My father died in the Autumn of 1906; and this kept me down in the country until the New Year; although he had left his affairs as straight as a balance-sheet. Death duties and other things.… His account-books, note-books, filed references and dockets; his diaries kept, for years back, with records of rents and tithe-charges, of farms duly visited and crops examined field by field; appraisements of growing timber, memoranda for new plantings, queer charitable jottings about his tenants, their families, prospects, and ways to help them; all this tally, kept under God's eye by one who had never suffered man to interfere with him, gave my Radicalism a pretty severe jerk.
You see, here, worked out admirably in practice, was the rural side of that very landlordism which I had been denouncing up and down the East-End. The difference was plain enough, of course; but when you worked down to principle, it became for me a pretty delicate difference to explain. I was pledged, however, to return to London after Christmas and run (as Jimmy Collingwood put it) for those Bethnal Green Stakes: and in due time—that's to say, about the middle of January—up I came.

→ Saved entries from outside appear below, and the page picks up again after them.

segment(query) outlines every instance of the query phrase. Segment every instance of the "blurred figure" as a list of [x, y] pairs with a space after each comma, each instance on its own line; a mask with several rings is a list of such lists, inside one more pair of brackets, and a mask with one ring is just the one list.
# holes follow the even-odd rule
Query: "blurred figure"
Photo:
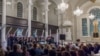
[[56, 51], [51, 46], [49, 46], [48, 56], [56, 56]]
[[99, 53], [99, 50], [100, 50], [100, 45], [98, 43], [95, 43], [94, 44], [94, 53], [95, 54]]
[[23, 56], [22, 50], [21, 50], [21, 45], [16, 44], [13, 46], [13, 51], [9, 53], [9, 56]]
[[78, 56], [85, 56], [85, 53], [83, 50], [78, 50]]
[[76, 51], [70, 51], [71, 56], [77, 56]]
[[8, 56], [10, 52], [11, 52], [11, 48], [8, 46], [8, 47], [7, 47], [7, 51], [6, 51], [6, 55], [5, 55], [5, 56]]
[[5, 51], [2, 49], [1, 46], [0, 46], [0, 56], [5, 56]]
[[82, 47], [82, 50], [84, 51], [85, 56], [88, 56], [89, 55], [89, 49], [87, 48], [87, 46], [83, 46]]
[[45, 56], [48, 55], [48, 52], [49, 52], [48, 48], [49, 48], [48, 45], [45, 45], [45, 47], [44, 47], [44, 55]]
[[36, 56], [41, 56], [41, 55], [43, 54], [43, 50], [42, 50], [42, 48], [40, 47], [40, 44], [37, 44], [37, 45], [36, 45], [35, 53], [36, 53]]
[[76, 45], [79, 46], [80, 45], [80, 39], [76, 40]]
[[35, 49], [36, 49], [36, 44], [33, 44], [33, 47], [31, 49], [29, 49], [29, 53], [30, 53], [31, 56], [35, 56], [36, 55]]
[[70, 53], [69, 53], [69, 52], [64, 51], [64, 52], [62, 52], [62, 56], [70, 56]]
[[23, 47], [23, 56], [30, 56], [26, 46]]

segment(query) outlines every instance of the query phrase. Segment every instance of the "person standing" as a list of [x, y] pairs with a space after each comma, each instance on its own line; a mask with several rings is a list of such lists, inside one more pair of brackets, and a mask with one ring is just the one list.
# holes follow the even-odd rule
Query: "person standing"
[[0, 46], [0, 56], [5, 56], [5, 51], [2, 49], [1, 46]]
[[23, 56], [22, 49], [20, 44], [16, 44], [13, 46], [13, 51], [9, 53], [8, 56]]

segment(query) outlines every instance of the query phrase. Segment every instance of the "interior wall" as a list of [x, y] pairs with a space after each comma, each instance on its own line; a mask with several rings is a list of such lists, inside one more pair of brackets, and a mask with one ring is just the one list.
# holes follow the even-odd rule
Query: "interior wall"
[[[86, 41], [99, 41], [97, 39], [94, 39], [92, 36], [88, 35], [88, 36], [82, 36], [82, 18], [87, 18], [87, 23], [88, 23], [88, 33], [89, 33], [89, 11], [92, 9], [92, 8], [100, 8], [100, 1], [97, 0], [95, 3], [92, 3], [90, 1], [84, 3], [82, 6], [81, 6], [81, 9], [84, 10], [84, 13], [77, 17], [77, 38], [81, 39], [82, 41], [86, 42]], [[100, 39], [100, 38], [99, 38]]]
[[[9, 1], [12, 4], [7, 5], [7, 15], [8, 16], [17, 17], [17, 3], [21, 2], [23, 4], [23, 17], [22, 18], [24, 18], [24, 19], [28, 18], [28, 0], [9, 0]], [[33, 9], [33, 7], [37, 8], [37, 21], [45, 23], [44, 16], [42, 15], [43, 9], [44, 9], [42, 3], [43, 3], [43, 1], [39, 1], [39, 0], [34, 1], [33, 0], [32, 9]], [[49, 15], [49, 24], [51, 24], [51, 25], [58, 25], [56, 8], [57, 8], [57, 5], [54, 2], [51, 2], [51, 5], [49, 6], [49, 14], [48, 14]], [[32, 11], [32, 15], [33, 15], [33, 11]]]
[[57, 17], [57, 6], [53, 2], [51, 2], [49, 6], [49, 12], [48, 12], [48, 22], [51, 25], [58, 25], [58, 17]]

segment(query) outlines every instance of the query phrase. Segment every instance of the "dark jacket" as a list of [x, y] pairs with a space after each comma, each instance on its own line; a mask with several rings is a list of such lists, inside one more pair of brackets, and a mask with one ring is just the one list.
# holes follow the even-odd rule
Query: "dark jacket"
[[54, 50], [49, 50], [48, 56], [56, 56], [56, 52]]
[[36, 55], [35, 49], [30, 49], [29, 53], [30, 53], [31, 56], [35, 56]]
[[8, 56], [23, 56], [23, 54], [20, 52], [11, 52]]

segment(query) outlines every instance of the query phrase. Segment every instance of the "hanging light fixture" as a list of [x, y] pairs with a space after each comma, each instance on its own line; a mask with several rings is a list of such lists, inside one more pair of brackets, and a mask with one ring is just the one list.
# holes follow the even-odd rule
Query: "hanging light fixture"
[[58, 9], [59, 9], [61, 12], [65, 12], [65, 10], [68, 9], [68, 7], [69, 7], [69, 5], [66, 4], [66, 3], [64, 2], [64, 0], [62, 0], [62, 3], [60, 3], [60, 4], [58, 5]]
[[93, 20], [93, 19], [95, 18], [95, 16], [91, 13], [91, 14], [89, 15], [89, 18]]
[[73, 12], [74, 15], [80, 16], [83, 13], [83, 10], [81, 10], [79, 7]]

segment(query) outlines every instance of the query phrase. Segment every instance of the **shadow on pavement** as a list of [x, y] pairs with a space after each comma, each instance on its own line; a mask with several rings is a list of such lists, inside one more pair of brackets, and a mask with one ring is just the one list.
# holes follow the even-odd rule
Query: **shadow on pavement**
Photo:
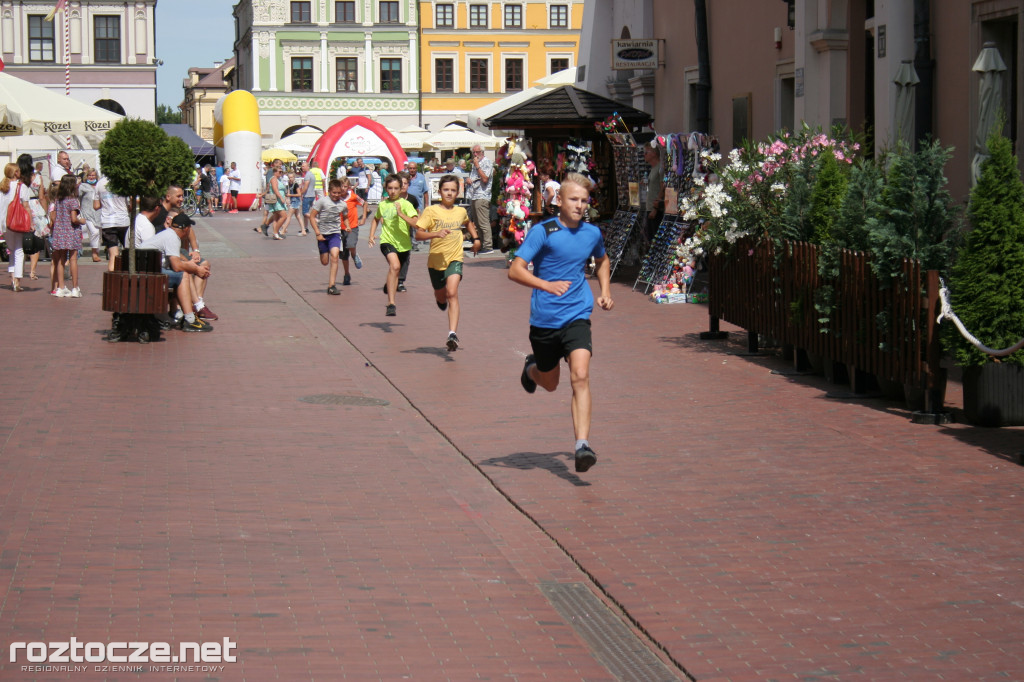
[[513, 452], [504, 457], [491, 457], [480, 462], [480, 466], [504, 467], [506, 469], [544, 469], [555, 476], [569, 481], [575, 486], [586, 487], [590, 483], [584, 481], [570, 471], [563, 459], [572, 459], [571, 452]]
[[[390, 331], [390, 330], [389, 330]], [[436, 355], [439, 358], [444, 358], [445, 362], [455, 362], [455, 358], [445, 348], [436, 348], [434, 346], [420, 346], [419, 348], [410, 348], [409, 350], [403, 350], [403, 353], [419, 353], [420, 355]]]
[[396, 324], [395, 322], [360, 322], [360, 327], [373, 327], [379, 329], [385, 334], [390, 334], [394, 330], [394, 327], [404, 327], [404, 324]]
[[[965, 421], [962, 411], [956, 410], [954, 414], [957, 421]], [[1024, 464], [1024, 429], [1020, 427], [961, 426], [954, 429], [942, 429], [942, 432], [999, 459], [1013, 464]]]

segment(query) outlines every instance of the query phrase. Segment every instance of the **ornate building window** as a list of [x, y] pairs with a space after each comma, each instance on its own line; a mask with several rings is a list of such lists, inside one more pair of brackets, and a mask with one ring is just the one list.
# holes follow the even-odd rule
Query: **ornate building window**
[[487, 28], [487, 5], [469, 6], [469, 27]]
[[309, 0], [292, 2], [293, 24], [308, 24], [313, 21], [312, 10], [310, 9], [311, 4], [312, 3], [310, 3]]
[[551, 5], [548, 12], [548, 23], [551, 28], [569, 28], [568, 5]]
[[93, 40], [96, 45], [96, 62], [120, 64], [121, 18], [105, 15], [93, 17], [93, 29]]
[[313, 92], [312, 57], [292, 57], [292, 92]]
[[552, 57], [551, 58], [551, 73], [558, 73], [559, 71], [565, 71], [569, 68], [568, 57]]
[[42, 14], [28, 17], [28, 60], [30, 62], [52, 62], [53, 22], [46, 21]]
[[434, 91], [455, 92], [455, 60], [434, 60]]
[[359, 92], [359, 59], [356, 57], [338, 57], [337, 91]]
[[518, 92], [523, 89], [523, 60], [505, 60], [505, 92]]
[[356, 23], [355, 0], [341, 0], [334, 3], [334, 21], [339, 24]]
[[487, 77], [488, 67], [486, 59], [470, 59], [469, 60], [469, 91], [470, 92], [488, 92], [490, 88], [489, 79]]
[[398, 0], [383, 0], [380, 3], [379, 19], [382, 24], [401, 23], [398, 17]]
[[[383, 4], [383, 3], [381, 3]], [[398, 3], [395, 3], [398, 4]], [[402, 91], [402, 60], [385, 57], [380, 60], [380, 91]]]
[[505, 28], [523, 27], [523, 6], [505, 5]]
[[455, 5], [437, 5], [434, 7], [435, 28], [455, 28]]

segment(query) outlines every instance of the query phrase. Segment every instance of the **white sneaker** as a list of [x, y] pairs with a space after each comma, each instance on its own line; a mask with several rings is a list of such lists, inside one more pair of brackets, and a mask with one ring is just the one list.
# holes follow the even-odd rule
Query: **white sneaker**
[[74, 289], [71, 290], [71, 293], [68, 294], [68, 296], [70, 298], [82, 298], [82, 290], [79, 289], [78, 287], [75, 287]]
[[67, 287], [63, 289], [57, 289], [57, 293], [54, 294], [57, 298], [71, 298], [71, 292], [68, 291]]

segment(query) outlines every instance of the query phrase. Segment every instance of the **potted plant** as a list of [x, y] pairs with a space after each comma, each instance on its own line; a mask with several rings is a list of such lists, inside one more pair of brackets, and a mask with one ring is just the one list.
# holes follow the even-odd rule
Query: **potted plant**
[[[170, 137], [155, 123], [125, 118], [100, 143], [100, 168], [107, 186], [128, 198], [128, 270], [103, 274], [103, 309], [114, 314], [108, 340], [131, 334], [146, 342], [159, 336], [152, 314], [166, 312], [166, 275], [136, 273], [135, 212], [140, 196], [161, 196], [171, 184], [184, 187], [194, 159], [184, 141]], [[163, 278], [160, 281], [159, 278]], [[122, 324], [123, 322], [123, 324]]]
[[[999, 126], [997, 126], [997, 130]], [[971, 190], [971, 231], [949, 281], [953, 312], [992, 349], [1024, 338], [1024, 183], [1013, 143], [994, 133], [981, 179]], [[944, 338], [963, 368], [964, 412], [979, 426], [1024, 425], [1024, 349], [996, 357], [953, 325]]]

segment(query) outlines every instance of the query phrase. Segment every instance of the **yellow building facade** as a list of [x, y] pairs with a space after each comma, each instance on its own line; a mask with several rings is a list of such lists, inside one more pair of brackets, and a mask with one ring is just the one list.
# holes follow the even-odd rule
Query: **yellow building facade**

I won't bore you with my political campaign. One day in the middle of it Jimmy said, "To-night's a night off and we're dining with Jack Foe down in Chelsea. Eight o'clock: no theatre afterwards: 'no band, no promenade, no nozzing.' We've arranged between us to give your poor tired brain a rest."
"When you do happen to be thoughtful," said I "you might give me a little longer warning. As it is, I made a half-promise yesterday, to speak for that man of ours, Farrell, across the water."
"No, you don't," said Jimmy. "Who's Farrell? Friend of yours?"
"Tottenham Court Road," I said. "Only met him yesterday."